Kids Are Better at Changing Parents Than Parents Think

3 min read

It's hard to make people more eco-friendly. New research finds a potential solution: children. In studying the spillover effects of environmental education within families, researchers found that children had more of an impact on changing their parents' behaviors and mindset.

Getting people to change their behavior is a challenging task. Those hurdles are especially pronounced when it comes to climate change, where overcoming the intention-action gap is a major challenge.

So what might actually help change people's behavior? Researchers at Northeastern University found that children may hold the key to changing their parents' behaviors around climate change.

The convention might be to think parents are better teachers, but, "It does show us that probably kids are better teachers than parents are," said Nirajana Mishra, an assistant professor of marketing at Northeastern.

With support from the World Bank, Mishra and an interdisciplinary team conducted a field study enrolling more than 1,500 families with children in grades 6 to 8 in an environmental education program in Patna, India. Patna faces severe environmental issues like air pollution, flooding and rising temperatures.

Beyond the environmental context, Mishra and co-author Nishith Prakash were interested in seeing the effect of family dynamics. Within Indian households, there is still more of a hierarchy. "The context in a place like Patna is, there, parents still wield some authority over kids," Mishra said.

The team was curious to see if children could bring back to their homes what they learned.

Over a week, trained educators visited each family's home for four 30-minute lessons. To test the spillover effect, researchers randomly assigned families to one of three groups: one where only children took part, one where only parents took part, and another where both received education. There was also a control group.

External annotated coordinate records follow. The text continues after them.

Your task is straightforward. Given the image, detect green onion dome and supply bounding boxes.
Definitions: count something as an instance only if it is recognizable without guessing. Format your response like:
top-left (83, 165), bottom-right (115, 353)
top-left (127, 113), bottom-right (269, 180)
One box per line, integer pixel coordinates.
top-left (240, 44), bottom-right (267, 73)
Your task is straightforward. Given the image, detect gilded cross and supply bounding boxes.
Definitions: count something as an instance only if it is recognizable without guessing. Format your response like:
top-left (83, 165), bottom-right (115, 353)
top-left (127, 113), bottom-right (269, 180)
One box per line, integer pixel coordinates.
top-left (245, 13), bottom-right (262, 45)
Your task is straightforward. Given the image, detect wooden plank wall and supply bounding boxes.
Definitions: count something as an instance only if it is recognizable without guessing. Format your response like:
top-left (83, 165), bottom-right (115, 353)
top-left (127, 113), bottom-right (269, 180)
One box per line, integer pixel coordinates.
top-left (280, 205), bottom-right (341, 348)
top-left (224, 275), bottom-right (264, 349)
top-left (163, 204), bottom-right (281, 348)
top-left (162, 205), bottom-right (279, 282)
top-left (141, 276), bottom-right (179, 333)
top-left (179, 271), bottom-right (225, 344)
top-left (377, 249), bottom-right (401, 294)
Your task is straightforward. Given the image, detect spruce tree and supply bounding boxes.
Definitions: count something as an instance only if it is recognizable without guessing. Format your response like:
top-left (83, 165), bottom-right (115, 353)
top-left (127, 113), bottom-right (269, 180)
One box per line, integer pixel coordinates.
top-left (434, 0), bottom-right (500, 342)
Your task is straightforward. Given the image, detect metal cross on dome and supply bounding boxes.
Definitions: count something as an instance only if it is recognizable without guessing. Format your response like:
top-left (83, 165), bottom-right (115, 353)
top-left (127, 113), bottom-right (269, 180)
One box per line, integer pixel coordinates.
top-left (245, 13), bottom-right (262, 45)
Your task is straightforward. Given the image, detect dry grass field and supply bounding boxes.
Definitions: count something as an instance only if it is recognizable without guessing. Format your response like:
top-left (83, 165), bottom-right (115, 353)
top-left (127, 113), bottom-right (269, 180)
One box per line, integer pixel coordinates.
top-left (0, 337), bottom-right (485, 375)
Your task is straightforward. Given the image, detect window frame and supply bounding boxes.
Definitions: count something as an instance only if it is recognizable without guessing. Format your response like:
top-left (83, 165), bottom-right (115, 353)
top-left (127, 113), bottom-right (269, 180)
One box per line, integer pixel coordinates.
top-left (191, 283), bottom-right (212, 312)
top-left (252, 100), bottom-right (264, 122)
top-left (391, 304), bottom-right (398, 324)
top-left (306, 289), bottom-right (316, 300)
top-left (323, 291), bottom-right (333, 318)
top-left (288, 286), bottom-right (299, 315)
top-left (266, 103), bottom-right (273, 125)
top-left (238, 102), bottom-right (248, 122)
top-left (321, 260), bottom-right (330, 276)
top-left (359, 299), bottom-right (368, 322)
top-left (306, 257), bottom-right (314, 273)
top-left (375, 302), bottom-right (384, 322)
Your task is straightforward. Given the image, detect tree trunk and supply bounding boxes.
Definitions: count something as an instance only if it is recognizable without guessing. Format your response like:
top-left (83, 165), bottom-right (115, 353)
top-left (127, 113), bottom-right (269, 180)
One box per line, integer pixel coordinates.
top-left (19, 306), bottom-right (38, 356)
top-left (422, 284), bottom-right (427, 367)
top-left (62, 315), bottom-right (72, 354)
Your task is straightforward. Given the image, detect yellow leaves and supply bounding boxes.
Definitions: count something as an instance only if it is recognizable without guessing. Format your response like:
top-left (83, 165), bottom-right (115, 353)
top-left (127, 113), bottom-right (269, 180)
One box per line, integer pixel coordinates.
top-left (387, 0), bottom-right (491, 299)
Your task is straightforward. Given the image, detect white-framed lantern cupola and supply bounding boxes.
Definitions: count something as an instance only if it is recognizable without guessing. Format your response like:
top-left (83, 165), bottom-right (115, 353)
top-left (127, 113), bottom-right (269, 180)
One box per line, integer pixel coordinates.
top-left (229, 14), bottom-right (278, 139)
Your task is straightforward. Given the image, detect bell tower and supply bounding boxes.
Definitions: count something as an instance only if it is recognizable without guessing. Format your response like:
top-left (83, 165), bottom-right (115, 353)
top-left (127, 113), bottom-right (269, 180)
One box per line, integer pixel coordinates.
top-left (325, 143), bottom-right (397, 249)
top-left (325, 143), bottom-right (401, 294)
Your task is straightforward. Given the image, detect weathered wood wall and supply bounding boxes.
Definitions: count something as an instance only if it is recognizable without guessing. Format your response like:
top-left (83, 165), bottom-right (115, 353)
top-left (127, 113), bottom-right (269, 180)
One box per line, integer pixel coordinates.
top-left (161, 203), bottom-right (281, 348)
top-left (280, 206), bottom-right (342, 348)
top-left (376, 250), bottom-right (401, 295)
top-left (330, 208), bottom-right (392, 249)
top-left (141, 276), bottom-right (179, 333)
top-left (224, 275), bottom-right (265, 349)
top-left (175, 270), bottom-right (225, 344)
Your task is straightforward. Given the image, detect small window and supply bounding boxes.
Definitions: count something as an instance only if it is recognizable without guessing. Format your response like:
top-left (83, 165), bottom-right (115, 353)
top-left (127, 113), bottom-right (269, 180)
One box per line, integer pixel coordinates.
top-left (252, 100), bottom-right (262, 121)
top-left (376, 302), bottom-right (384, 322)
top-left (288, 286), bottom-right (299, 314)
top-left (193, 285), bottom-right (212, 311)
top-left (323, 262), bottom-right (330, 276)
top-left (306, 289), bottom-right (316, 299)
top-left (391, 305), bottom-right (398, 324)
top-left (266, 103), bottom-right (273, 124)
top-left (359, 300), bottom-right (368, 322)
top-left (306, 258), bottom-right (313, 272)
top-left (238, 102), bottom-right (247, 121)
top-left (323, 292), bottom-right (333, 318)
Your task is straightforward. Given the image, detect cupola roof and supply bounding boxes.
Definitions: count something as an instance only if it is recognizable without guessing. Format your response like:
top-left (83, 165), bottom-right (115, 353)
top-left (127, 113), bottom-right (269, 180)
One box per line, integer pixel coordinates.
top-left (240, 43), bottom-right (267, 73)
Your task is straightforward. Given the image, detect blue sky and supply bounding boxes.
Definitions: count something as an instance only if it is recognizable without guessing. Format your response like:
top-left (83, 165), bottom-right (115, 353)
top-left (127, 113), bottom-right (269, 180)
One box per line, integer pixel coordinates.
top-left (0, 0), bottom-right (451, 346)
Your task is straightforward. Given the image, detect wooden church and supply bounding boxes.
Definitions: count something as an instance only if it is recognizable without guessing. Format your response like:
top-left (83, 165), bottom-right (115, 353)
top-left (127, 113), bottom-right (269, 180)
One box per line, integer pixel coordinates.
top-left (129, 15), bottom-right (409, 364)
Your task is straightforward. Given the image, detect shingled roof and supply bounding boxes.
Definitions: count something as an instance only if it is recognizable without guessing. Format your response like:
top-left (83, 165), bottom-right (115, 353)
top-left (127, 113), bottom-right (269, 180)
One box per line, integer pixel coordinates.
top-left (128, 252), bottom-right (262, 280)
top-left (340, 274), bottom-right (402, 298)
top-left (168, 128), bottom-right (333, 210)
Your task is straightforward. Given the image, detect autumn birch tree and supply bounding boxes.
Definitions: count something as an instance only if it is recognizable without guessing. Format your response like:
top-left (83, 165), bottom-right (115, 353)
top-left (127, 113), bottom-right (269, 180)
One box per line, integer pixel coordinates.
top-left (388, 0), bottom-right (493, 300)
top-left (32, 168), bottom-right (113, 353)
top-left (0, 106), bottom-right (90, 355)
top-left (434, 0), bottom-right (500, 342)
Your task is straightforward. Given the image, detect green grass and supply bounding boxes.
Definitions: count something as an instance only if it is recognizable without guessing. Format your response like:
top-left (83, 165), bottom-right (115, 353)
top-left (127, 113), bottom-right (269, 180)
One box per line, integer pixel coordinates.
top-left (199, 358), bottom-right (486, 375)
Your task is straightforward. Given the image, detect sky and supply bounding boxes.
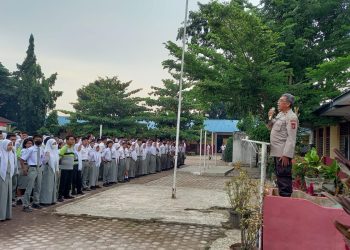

The curriculum aimed to raise awareness about environmental issues, the impact of behaviors, and what advocates are doing to combat climate change.

Importantly, the lessons were designed to be interactive, making space for conversations between parents and children to create a potential "spillover effect." "If you just do a plain session, nothing is going to work, so you have to make it more fun, more engaging," Prakash said.

To figure out whether these lessons had any effect, researchers gave out completion certificates at the end. Families could choose to either immediately get a certificate printed on standard paper or wait a week to receive a recycled paper version.

Parents who took part in the program were more likely to choose a recycled certificate, but their children were not equally as likely. But parents whose children did participate, either by themselves or with their parents, were 26% more likely to opt for a green certificate.

Interestingly, children also had more of an effect on their parents' perception of the risks posed by climate change and the sense that their actions could make a difference. Parents had little to no effect on their children's perceptions.

Of the six environmental behaviors the researchers focused on, children had a spillover effect in four. Parents only had one: the completion certificates.

"It's hopeful in itself that kids can make these changes, but it is more so to me that it is happening in a context where I would not have predicted this to happen," Mishra said. "Even when parents hold more decision-making power, for a topic such as the environment, kids are better messengers."

For Megan Willig of the National Environmental Education Foundation, it's surprising but not hard to see why. "Kids are really curious, they ask a lot of questions, they then pose the questions to everyone else in their life," Willig said. "Their learning doesn't just stop after the school day. They take it home."

Mishra and Prakash are interested in the fact that their discovery could point to a potential new strategy for environmental advocates and educators with smaller budgets. "If I'm resource-constrained and if I have to choose who to target in a household, perhaps kids are better targets in terms of changing attitudes," Mishra said.